Allulose is also known as D-psicose. It is classified as a “rare sugar” because it is naturally present in only a few foods. Wheat, figs and raisins all contain it.

Like glucose and fructose, allulose is a monosaccharide, or single sugar. In contrast, table sugar, also known as sucrose, is a disaccharide made of glucose and fructose joined together. In fact, allulose has the same chemical formula as fructose, but is arranged differently. This difference in structure prevents your body from processing allulose the way it processes fructose.

Although 70–84% of the allulose you consume is absorbed into your blood from your digestive tract, it is eliminated in the urine without being used as fuel. It’s been shown to resist fermentation by your gut bacteria, minimizing the likelihood of bloating, gas or other digestive problems. And here’s some good news for people who have diabetes or are watching their blood sugar — it does not raise blood sugar or insulin levels.

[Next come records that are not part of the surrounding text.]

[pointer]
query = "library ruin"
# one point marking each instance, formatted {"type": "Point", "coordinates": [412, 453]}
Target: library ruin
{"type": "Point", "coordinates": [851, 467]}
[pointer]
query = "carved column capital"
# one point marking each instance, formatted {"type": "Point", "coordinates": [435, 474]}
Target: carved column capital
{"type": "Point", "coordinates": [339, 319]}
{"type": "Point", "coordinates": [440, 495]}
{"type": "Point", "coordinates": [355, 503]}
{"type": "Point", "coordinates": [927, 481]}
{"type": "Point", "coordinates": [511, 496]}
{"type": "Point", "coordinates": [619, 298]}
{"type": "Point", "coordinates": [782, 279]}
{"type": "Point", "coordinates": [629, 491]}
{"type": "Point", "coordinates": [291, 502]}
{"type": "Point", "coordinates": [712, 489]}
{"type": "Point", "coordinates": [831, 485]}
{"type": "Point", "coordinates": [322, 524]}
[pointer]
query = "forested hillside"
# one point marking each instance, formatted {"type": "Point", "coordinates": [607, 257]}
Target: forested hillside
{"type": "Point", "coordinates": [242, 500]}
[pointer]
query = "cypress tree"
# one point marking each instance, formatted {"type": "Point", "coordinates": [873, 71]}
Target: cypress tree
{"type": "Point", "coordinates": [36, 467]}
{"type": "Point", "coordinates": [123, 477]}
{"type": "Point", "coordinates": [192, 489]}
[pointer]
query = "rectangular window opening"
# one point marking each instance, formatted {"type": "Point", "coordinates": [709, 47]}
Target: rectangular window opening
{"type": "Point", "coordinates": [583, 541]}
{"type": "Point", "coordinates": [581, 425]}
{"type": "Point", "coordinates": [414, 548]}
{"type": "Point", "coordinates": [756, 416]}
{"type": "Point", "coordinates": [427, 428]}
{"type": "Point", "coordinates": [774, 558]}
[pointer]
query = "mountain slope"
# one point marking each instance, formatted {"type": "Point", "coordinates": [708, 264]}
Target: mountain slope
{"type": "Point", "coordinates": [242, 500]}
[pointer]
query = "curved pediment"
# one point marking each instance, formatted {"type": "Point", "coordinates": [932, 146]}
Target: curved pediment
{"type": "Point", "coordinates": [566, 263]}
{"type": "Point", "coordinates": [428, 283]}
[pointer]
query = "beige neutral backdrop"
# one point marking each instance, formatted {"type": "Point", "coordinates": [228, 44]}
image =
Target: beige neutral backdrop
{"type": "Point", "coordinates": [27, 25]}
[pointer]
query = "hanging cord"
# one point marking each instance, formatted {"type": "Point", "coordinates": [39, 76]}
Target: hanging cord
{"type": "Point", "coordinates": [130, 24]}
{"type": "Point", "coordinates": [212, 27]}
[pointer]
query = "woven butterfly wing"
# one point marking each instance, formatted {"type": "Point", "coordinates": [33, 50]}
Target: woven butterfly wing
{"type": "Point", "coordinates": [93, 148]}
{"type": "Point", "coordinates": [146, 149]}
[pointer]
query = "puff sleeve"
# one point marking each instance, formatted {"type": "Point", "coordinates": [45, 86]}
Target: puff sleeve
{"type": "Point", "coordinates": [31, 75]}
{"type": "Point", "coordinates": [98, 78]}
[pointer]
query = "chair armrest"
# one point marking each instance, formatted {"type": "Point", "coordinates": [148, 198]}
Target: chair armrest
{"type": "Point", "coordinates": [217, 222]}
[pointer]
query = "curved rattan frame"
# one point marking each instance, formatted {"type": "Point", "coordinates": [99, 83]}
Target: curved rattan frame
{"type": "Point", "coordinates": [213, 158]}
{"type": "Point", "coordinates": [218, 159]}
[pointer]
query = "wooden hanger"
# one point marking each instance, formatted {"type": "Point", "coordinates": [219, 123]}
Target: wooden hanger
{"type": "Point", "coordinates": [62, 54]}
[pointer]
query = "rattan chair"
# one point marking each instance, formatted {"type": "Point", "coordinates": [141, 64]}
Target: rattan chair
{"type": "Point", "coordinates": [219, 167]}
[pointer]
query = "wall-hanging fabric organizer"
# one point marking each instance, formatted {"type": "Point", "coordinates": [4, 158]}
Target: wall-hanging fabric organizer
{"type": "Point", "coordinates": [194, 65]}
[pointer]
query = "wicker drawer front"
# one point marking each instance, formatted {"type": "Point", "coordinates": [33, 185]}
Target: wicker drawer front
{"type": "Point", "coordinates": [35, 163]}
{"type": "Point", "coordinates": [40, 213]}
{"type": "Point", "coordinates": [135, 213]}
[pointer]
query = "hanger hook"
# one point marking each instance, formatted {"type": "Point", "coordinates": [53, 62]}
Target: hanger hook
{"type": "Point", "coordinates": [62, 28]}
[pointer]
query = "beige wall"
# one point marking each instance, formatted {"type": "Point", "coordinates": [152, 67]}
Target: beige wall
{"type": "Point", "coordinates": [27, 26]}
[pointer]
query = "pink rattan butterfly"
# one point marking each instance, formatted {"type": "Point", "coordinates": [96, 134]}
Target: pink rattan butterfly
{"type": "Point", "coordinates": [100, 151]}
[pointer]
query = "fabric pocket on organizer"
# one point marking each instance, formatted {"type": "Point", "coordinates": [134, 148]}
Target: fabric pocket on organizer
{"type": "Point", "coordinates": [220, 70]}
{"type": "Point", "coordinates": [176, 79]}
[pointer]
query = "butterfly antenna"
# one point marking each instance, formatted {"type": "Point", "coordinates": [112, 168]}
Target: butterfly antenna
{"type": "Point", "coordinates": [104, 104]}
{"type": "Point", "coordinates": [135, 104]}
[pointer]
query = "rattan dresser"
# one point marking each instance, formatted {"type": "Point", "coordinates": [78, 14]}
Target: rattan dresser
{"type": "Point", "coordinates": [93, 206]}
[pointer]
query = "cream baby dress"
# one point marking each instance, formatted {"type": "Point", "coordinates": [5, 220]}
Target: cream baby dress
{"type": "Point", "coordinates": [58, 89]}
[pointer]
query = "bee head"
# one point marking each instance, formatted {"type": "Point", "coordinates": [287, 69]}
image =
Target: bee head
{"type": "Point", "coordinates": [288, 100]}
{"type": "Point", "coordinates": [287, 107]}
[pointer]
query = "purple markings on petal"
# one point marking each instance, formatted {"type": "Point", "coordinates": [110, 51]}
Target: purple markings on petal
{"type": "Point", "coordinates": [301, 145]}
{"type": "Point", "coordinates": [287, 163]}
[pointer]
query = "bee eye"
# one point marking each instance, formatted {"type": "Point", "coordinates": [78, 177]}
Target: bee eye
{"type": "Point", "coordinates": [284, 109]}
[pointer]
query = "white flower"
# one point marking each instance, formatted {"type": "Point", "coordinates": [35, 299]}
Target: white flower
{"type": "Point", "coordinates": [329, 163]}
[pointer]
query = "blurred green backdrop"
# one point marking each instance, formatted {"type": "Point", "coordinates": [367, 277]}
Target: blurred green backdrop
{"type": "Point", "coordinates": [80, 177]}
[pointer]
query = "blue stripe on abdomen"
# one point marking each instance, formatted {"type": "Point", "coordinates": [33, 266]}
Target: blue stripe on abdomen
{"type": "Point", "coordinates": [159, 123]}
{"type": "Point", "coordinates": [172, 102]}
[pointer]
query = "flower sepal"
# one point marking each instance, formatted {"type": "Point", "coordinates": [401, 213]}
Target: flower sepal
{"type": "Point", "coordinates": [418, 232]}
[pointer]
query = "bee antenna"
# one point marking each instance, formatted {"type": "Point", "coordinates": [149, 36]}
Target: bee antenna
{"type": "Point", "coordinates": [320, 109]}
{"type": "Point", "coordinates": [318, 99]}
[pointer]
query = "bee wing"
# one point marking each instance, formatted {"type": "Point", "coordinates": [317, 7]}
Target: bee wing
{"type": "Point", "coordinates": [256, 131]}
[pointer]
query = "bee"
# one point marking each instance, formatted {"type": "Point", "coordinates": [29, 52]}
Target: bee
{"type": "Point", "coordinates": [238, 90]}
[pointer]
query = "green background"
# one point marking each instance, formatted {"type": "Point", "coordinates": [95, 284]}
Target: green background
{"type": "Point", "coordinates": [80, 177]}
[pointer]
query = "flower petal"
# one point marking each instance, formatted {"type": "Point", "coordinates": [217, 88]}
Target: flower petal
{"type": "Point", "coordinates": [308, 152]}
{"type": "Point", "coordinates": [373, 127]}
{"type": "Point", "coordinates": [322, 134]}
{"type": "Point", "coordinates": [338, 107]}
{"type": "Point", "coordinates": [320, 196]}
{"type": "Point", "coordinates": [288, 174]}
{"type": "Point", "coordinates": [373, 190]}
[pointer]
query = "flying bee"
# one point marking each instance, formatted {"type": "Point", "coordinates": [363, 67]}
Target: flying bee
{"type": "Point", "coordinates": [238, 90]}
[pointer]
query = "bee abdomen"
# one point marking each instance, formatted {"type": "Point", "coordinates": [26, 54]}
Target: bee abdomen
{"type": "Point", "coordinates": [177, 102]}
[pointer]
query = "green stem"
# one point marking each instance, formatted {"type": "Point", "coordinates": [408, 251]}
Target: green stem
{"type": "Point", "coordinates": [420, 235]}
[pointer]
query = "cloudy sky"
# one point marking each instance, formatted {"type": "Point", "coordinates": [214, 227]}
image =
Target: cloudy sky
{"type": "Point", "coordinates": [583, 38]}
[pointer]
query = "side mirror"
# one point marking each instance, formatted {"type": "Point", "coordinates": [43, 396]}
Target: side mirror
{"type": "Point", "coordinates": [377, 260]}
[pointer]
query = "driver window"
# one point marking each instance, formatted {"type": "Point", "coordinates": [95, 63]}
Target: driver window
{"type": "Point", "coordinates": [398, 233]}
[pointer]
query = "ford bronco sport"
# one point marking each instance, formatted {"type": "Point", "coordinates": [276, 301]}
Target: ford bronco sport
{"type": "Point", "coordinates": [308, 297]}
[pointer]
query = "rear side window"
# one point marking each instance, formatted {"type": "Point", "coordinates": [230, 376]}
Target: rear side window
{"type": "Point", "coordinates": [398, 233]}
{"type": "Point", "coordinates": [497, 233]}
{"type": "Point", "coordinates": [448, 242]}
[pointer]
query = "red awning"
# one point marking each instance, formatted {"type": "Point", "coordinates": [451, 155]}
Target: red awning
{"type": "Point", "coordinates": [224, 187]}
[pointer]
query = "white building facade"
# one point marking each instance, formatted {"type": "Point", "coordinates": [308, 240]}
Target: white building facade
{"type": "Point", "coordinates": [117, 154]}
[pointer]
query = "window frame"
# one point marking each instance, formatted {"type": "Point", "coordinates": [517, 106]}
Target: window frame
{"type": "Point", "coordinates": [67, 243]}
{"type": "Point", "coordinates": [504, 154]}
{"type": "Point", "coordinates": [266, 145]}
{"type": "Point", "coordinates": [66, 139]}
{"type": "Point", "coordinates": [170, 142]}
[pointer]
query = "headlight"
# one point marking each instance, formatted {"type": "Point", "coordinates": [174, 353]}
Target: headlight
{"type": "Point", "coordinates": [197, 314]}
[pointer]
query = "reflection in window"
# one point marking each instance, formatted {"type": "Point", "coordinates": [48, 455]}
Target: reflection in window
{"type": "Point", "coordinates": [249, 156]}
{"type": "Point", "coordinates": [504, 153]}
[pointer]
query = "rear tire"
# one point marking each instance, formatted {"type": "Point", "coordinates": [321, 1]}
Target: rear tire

Allulose also provides only 0.2–0.4 calories per gram, or about 1/10 the calories of table sugar. In addition, early research suggests that allulose has anti-inflammatory properties, and may help prevent obesity and reduce the risk of chronic disease.

Although small amounts of this rare sugar are found in some foods, in recent years, manufacturers have used enzymes to convert fructose from corn and other plants into allulose. The taste and texture have been described as identical to table sugar. It is about 70% as sweet as sugar, which is similar to the sweetness of erythritol, another popular sweetener.

Additionally, a number of animal studies have found that it lowers blood sugar, increases insulin sensitivity and decreases the risk of type 2 diabetes by protecting the insulin-producing beta cells of the pancreas. Early research also suggests that allulose may have beneficial effects on blood sugar regulation in humans.